My Lords, does the Minister accept that a large part of this problem is that the pendulum has swung too far in favour of care in the community and too far away from the long-stay institutions referred to in the supplementary question of the noble Lord, Lord Hooson? If that is so, as seems indisputable, will the Government consider giving greater encouragement to village community-type institutions for both mentally ill and mentally handicapped offenders instead of allowing local services to pursue their abolition?

Lord Williams of Mostyn

My Lords, the noble Lord's point is well made. Indeed, before the general election many of us on all sides of the House were on occasions bitterly critical of care in the community, when there seemed to be little community and precious little care for those who needed both. I shall certainly transmit the noble Lord's suggestion to the joint working group.

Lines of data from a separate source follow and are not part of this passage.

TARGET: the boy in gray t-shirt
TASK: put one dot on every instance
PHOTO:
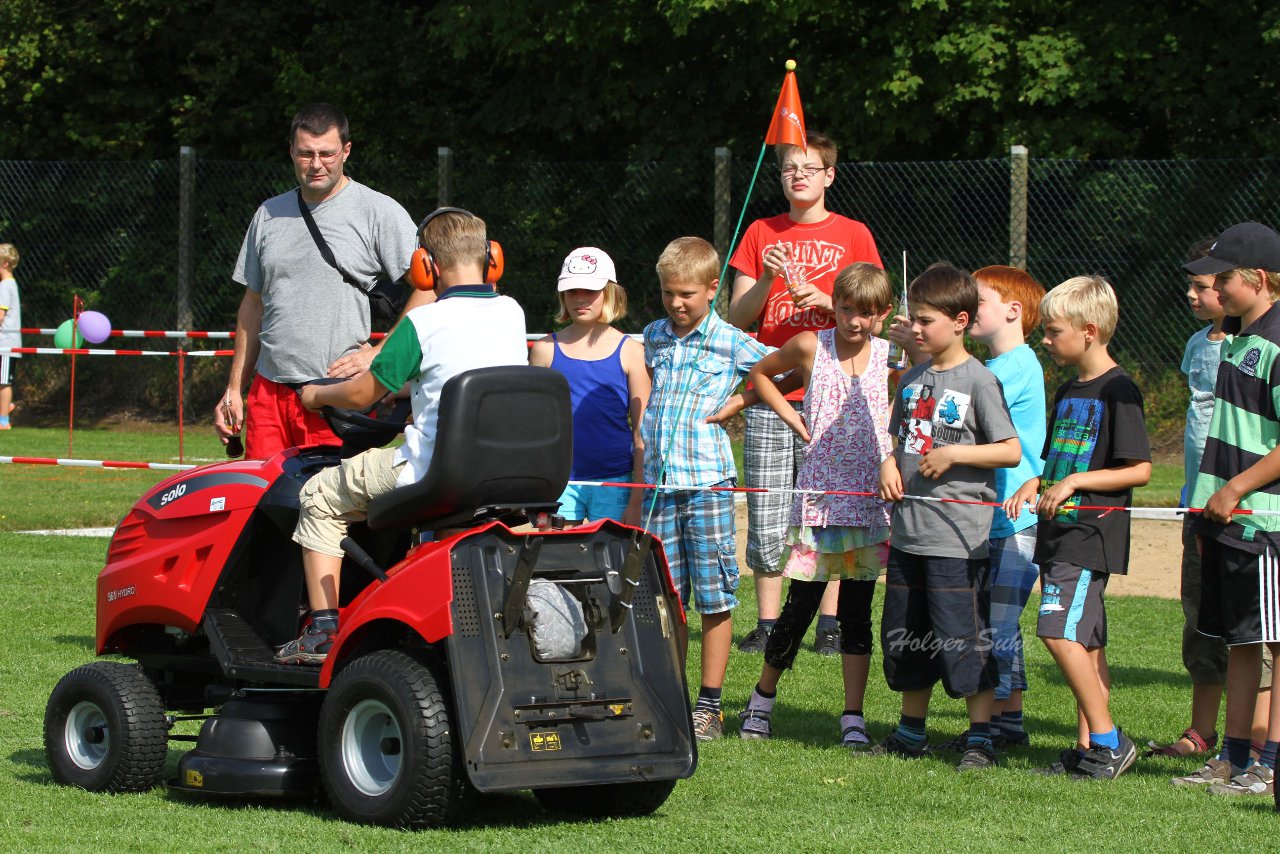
(952, 432)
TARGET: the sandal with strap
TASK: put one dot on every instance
(1201, 745)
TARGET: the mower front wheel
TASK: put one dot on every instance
(617, 800)
(105, 729)
(387, 752)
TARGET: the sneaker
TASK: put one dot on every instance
(754, 640)
(976, 758)
(1214, 771)
(1066, 763)
(1200, 745)
(1256, 780)
(894, 747)
(1105, 763)
(1002, 740)
(708, 726)
(958, 744)
(854, 738)
(755, 724)
(311, 648)
(827, 642)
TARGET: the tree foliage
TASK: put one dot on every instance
(613, 80)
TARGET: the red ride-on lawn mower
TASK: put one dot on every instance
(485, 660)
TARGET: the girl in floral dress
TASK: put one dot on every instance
(832, 537)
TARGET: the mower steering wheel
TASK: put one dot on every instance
(359, 429)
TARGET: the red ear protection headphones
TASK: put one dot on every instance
(424, 273)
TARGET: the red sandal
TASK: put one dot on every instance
(1202, 745)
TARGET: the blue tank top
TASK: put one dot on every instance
(602, 435)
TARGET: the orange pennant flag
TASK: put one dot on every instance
(787, 123)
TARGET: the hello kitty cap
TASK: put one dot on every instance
(588, 268)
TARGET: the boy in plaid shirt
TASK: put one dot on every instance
(696, 360)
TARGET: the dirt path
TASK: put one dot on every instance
(1155, 558)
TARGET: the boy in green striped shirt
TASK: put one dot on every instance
(1240, 471)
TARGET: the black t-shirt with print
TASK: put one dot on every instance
(1092, 425)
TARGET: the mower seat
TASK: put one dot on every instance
(503, 442)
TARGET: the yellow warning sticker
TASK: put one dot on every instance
(544, 740)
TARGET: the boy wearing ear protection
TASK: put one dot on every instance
(469, 325)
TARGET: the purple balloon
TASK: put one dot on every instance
(95, 327)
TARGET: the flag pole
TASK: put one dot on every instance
(746, 200)
(785, 126)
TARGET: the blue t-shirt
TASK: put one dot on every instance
(1200, 362)
(600, 397)
(1023, 383)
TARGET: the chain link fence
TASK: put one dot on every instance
(152, 245)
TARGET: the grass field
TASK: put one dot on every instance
(795, 793)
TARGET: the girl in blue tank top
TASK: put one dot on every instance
(608, 386)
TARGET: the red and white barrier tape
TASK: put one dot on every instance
(141, 333)
(95, 464)
(174, 466)
(85, 351)
(196, 333)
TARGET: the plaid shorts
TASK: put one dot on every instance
(1013, 575)
(771, 457)
(698, 534)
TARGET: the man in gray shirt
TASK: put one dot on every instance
(298, 319)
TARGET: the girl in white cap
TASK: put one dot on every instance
(608, 386)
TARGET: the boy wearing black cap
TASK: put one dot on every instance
(1240, 471)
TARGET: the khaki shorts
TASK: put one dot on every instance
(339, 496)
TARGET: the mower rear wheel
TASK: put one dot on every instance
(387, 753)
(105, 729)
(616, 800)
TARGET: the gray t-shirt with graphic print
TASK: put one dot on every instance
(963, 405)
(311, 316)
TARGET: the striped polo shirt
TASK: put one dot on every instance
(1246, 428)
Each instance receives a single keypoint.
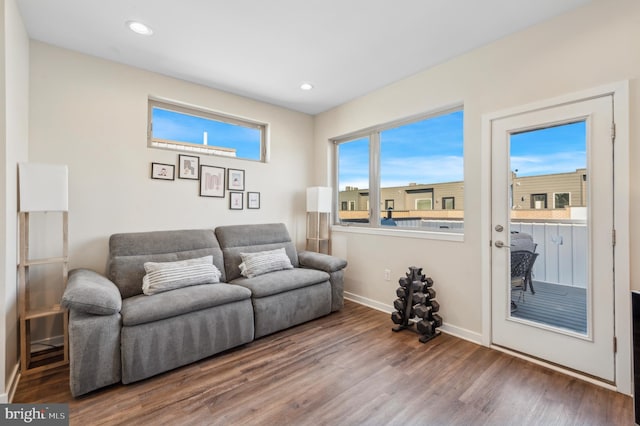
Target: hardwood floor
(348, 368)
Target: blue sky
(188, 128)
(428, 151)
(559, 149)
(431, 151)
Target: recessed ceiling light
(139, 28)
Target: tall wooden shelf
(44, 360)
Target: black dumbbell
(426, 327)
(402, 292)
(423, 311)
(399, 304)
(437, 319)
(404, 282)
(397, 317)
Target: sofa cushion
(129, 252)
(262, 262)
(282, 281)
(142, 309)
(236, 239)
(165, 276)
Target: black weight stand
(417, 298)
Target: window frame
(444, 203)
(207, 114)
(374, 220)
(533, 200)
(555, 199)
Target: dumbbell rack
(416, 297)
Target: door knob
(500, 244)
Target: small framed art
(253, 200)
(235, 180)
(188, 167)
(235, 200)
(211, 181)
(163, 171)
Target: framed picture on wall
(235, 200)
(163, 171)
(211, 181)
(253, 200)
(235, 180)
(188, 167)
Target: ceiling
(265, 49)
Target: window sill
(399, 233)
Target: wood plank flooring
(348, 368)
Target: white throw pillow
(254, 264)
(167, 276)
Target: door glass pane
(353, 181)
(549, 235)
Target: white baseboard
(453, 330)
(7, 397)
(369, 302)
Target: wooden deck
(556, 305)
(348, 368)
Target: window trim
(540, 194)
(554, 199)
(453, 203)
(196, 111)
(374, 190)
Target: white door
(535, 157)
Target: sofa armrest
(91, 293)
(332, 265)
(321, 261)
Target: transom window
(561, 200)
(200, 131)
(394, 173)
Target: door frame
(622, 294)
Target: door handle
(500, 244)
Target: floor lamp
(318, 219)
(42, 188)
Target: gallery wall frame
(163, 171)
(235, 180)
(188, 167)
(212, 181)
(236, 200)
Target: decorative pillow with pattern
(165, 276)
(259, 263)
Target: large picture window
(203, 132)
(411, 165)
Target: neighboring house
(60, 106)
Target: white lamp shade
(319, 199)
(43, 187)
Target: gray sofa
(118, 334)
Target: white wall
(589, 47)
(91, 114)
(14, 109)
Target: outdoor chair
(521, 265)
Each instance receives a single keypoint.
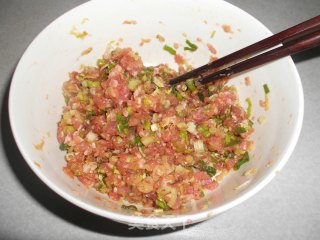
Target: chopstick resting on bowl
(298, 38)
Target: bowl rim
(167, 219)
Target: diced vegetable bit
(198, 146)
(90, 114)
(133, 84)
(201, 193)
(147, 140)
(158, 81)
(145, 144)
(108, 69)
(231, 140)
(162, 204)
(250, 123)
(64, 147)
(191, 128)
(90, 84)
(191, 46)
(100, 62)
(147, 125)
(204, 130)
(169, 49)
(184, 136)
(249, 108)
(122, 124)
(129, 207)
(69, 129)
(240, 130)
(136, 140)
(91, 136)
(177, 94)
(243, 160)
(201, 96)
(266, 88)
(211, 171)
(154, 127)
(190, 84)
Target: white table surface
(288, 208)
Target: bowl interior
(36, 99)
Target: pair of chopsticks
(298, 38)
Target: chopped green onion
(190, 84)
(108, 69)
(136, 140)
(130, 207)
(184, 136)
(64, 147)
(80, 76)
(231, 140)
(243, 160)
(213, 157)
(133, 84)
(240, 130)
(201, 96)
(147, 140)
(158, 81)
(201, 193)
(177, 93)
(250, 123)
(162, 204)
(100, 62)
(90, 84)
(147, 125)
(122, 123)
(266, 88)
(249, 108)
(198, 146)
(211, 171)
(191, 46)
(169, 49)
(68, 129)
(204, 130)
(90, 114)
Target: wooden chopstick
(306, 42)
(283, 37)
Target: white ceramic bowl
(36, 100)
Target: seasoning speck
(40, 145)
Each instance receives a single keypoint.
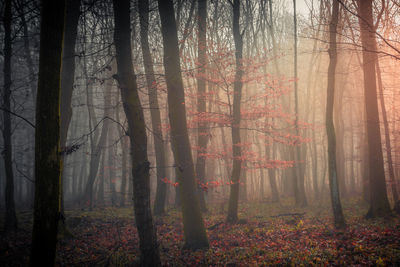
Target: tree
(202, 137)
(10, 222)
(193, 225)
(161, 191)
(150, 255)
(299, 190)
(237, 95)
(67, 82)
(330, 128)
(379, 203)
(47, 136)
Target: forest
(200, 133)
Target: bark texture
(202, 131)
(10, 218)
(193, 225)
(126, 78)
(379, 204)
(47, 136)
(237, 95)
(330, 129)
(161, 191)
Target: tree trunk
(387, 135)
(330, 128)
(96, 149)
(161, 191)
(47, 136)
(193, 225)
(126, 78)
(10, 222)
(237, 94)
(301, 199)
(379, 204)
(202, 138)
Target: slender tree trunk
(100, 192)
(96, 151)
(47, 136)
(161, 191)
(27, 51)
(379, 203)
(387, 135)
(339, 220)
(126, 78)
(111, 168)
(301, 199)
(10, 222)
(193, 225)
(202, 138)
(237, 94)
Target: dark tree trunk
(193, 225)
(387, 136)
(237, 95)
(126, 78)
(72, 12)
(96, 150)
(68, 66)
(202, 138)
(379, 203)
(111, 167)
(161, 192)
(10, 222)
(330, 129)
(301, 199)
(47, 136)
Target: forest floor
(265, 236)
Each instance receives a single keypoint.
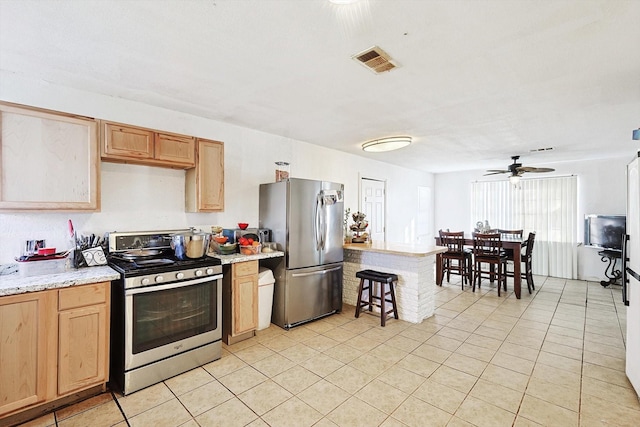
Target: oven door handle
(173, 285)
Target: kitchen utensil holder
(94, 256)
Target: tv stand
(610, 272)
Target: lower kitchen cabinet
(240, 302)
(53, 344)
(27, 350)
(83, 337)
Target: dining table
(513, 243)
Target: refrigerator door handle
(317, 224)
(625, 278)
(313, 273)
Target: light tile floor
(553, 358)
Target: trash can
(265, 297)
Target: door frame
(384, 181)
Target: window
(547, 206)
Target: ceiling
(478, 80)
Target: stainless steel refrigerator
(631, 273)
(305, 218)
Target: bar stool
(383, 279)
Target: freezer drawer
(308, 293)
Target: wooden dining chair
(509, 234)
(457, 258)
(526, 257)
(487, 249)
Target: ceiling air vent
(376, 60)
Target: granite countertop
(396, 248)
(13, 283)
(233, 258)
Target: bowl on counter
(228, 248)
(250, 250)
(268, 247)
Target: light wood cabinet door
(175, 148)
(127, 142)
(27, 350)
(205, 183)
(245, 297)
(48, 160)
(83, 336)
(82, 348)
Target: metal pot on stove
(191, 244)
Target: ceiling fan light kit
(386, 144)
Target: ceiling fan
(516, 169)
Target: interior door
(633, 253)
(373, 204)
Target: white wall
(151, 198)
(601, 190)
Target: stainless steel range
(166, 313)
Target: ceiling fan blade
(523, 169)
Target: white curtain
(547, 206)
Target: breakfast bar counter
(414, 265)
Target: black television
(604, 231)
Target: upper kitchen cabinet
(205, 183)
(129, 144)
(48, 160)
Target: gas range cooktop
(164, 262)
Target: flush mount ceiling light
(386, 144)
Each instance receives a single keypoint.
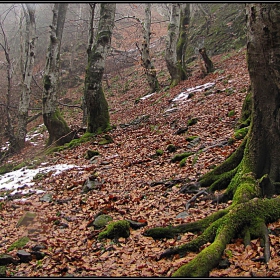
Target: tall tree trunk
(171, 43)
(27, 72)
(177, 42)
(59, 132)
(90, 43)
(251, 175)
(9, 127)
(145, 52)
(183, 39)
(264, 60)
(97, 106)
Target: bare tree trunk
(9, 127)
(177, 42)
(59, 132)
(90, 43)
(27, 72)
(97, 107)
(172, 38)
(208, 64)
(145, 52)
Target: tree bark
(177, 42)
(27, 72)
(59, 132)
(97, 107)
(9, 127)
(145, 52)
(254, 168)
(171, 43)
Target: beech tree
(28, 59)
(97, 107)
(150, 70)
(177, 42)
(251, 175)
(59, 132)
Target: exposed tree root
(221, 175)
(172, 231)
(267, 210)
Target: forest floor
(131, 176)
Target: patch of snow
(22, 179)
(185, 94)
(147, 96)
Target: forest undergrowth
(133, 174)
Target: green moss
(183, 162)
(241, 133)
(179, 157)
(107, 139)
(192, 121)
(90, 154)
(20, 243)
(171, 148)
(190, 138)
(102, 220)
(115, 230)
(159, 152)
(6, 168)
(2, 271)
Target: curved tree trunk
(97, 107)
(59, 132)
(171, 44)
(255, 174)
(27, 72)
(145, 52)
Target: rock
(193, 143)
(90, 154)
(224, 264)
(6, 259)
(38, 255)
(182, 130)
(38, 247)
(136, 225)
(101, 221)
(115, 230)
(107, 139)
(20, 243)
(182, 215)
(90, 185)
(3, 271)
(46, 198)
(24, 256)
(26, 219)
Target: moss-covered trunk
(251, 174)
(97, 107)
(59, 132)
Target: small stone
(6, 259)
(24, 256)
(26, 219)
(101, 221)
(3, 271)
(38, 255)
(46, 198)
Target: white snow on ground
(21, 180)
(185, 94)
(147, 96)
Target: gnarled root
(265, 211)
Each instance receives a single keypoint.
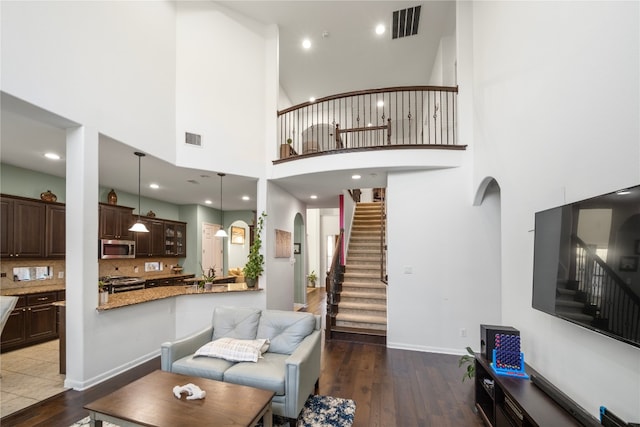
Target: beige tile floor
(29, 375)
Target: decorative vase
(48, 196)
(252, 282)
(112, 197)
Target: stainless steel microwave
(114, 249)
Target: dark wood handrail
(334, 280)
(370, 91)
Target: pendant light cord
(140, 156)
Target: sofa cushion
(204, 367)
(234, 350)
(234, 322)
(268, 373)
(285, 329)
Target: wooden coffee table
(149, 401)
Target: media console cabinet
(514, 401)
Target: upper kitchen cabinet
(175, 238)
(55, 226)
(22, 224)
(115, 222)
(151, 243)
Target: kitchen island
(125, 299)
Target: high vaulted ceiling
(346, 55)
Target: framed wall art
(237, 235)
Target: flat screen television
(586, 264)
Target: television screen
(586, 263)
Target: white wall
(556, 106)
(282, 208)
(329, 226)
(91, 62)
(221, 93)
(313, 244)
(237, 253)
(443, 261)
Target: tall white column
(81, 248)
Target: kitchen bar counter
(27, 290)
(125, 299)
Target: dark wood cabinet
(33, 320)
(56, 229)
(115, 222)
(504, 401)
(151, 243)
(22, 227)
(175, 238)
(15, 330)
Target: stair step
(362, 321)
(576, 316)
(569, 303)
(370, 336)
(363, 292)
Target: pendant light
(139, 227)
(221, 232)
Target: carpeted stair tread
(365, 285)
(362, 306)
(358, 295)
(359, 318)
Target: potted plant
(469, 360)
(312, 279)
(103, 294)
(255, 260)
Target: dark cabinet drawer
(42, 298)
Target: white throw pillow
(234, 350)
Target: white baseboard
(83, 385)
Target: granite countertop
(169, 276)
(125, 299)
(31, 290)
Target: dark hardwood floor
(390, 387)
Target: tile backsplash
(111, 267)
(57, 274)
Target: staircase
(362, 308)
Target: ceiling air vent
(193, 139)
(405, 22)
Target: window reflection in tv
(586, 267)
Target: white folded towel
(192, 390)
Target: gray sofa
(290, 367)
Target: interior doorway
(212, 249)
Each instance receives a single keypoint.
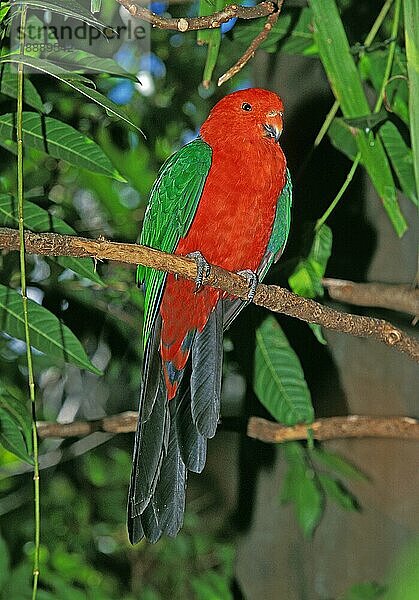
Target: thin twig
(212, 21)
(250, 51)
(271, 297)
(333, 428)
(261, 429)
(216, 19)
(402, 298)
(22, 256)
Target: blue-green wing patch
(172, 206)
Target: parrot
(223, 198)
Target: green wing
(280, 230)
(172, 206)
(276, 245)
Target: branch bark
(263, 9)
(212, 21)
(257, 428)
(402, 298)
(271, 297)
(335, 428)
(250, 51)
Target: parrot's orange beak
(273, 125)
(273, 131)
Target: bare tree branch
(261, 429)
(271, 297)
(194, 23)
(250, 51)
(335, 428)
(402, 298)
(264, 9)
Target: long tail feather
(207, 362)
(171, 436)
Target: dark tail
(171, 436)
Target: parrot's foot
(253, 281)
(203, 269)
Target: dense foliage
(87, 170)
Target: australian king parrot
(224, 198)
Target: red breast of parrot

Lord Hutchinson of Lullington

My Lords, does the Minister agree that the background to this Question is that there are more persons in prison in this country awaiting trial in proportion to the total population than in any other country in Western Europe? As we have heard, 40 per cent. of them are not there because they are dangerous or because they have allegedly committed serious offences but because they are in need of psychiatric help or because they are homeless. Is it not true that the Home Office has established in its research that the use of prisons as assessment centres in this way is inhumane, expensive and ineffective? Can the Government do something about this now, as it does not require legislation and it does not require money? All it requires is some political effort.

Lord Williams of Mostyn

My Lords, I do not think the solutions the noble Lord points to are without demand on resources. This requires more than political determination and imagination. Certainly, the deeply troubling question of prisoners on remand is one that the Home Secretary is addressing urgently, because he is intent on reducing delays in the system. That is not a total answer to the noble Lord's question, the thrust of which I largely endorse.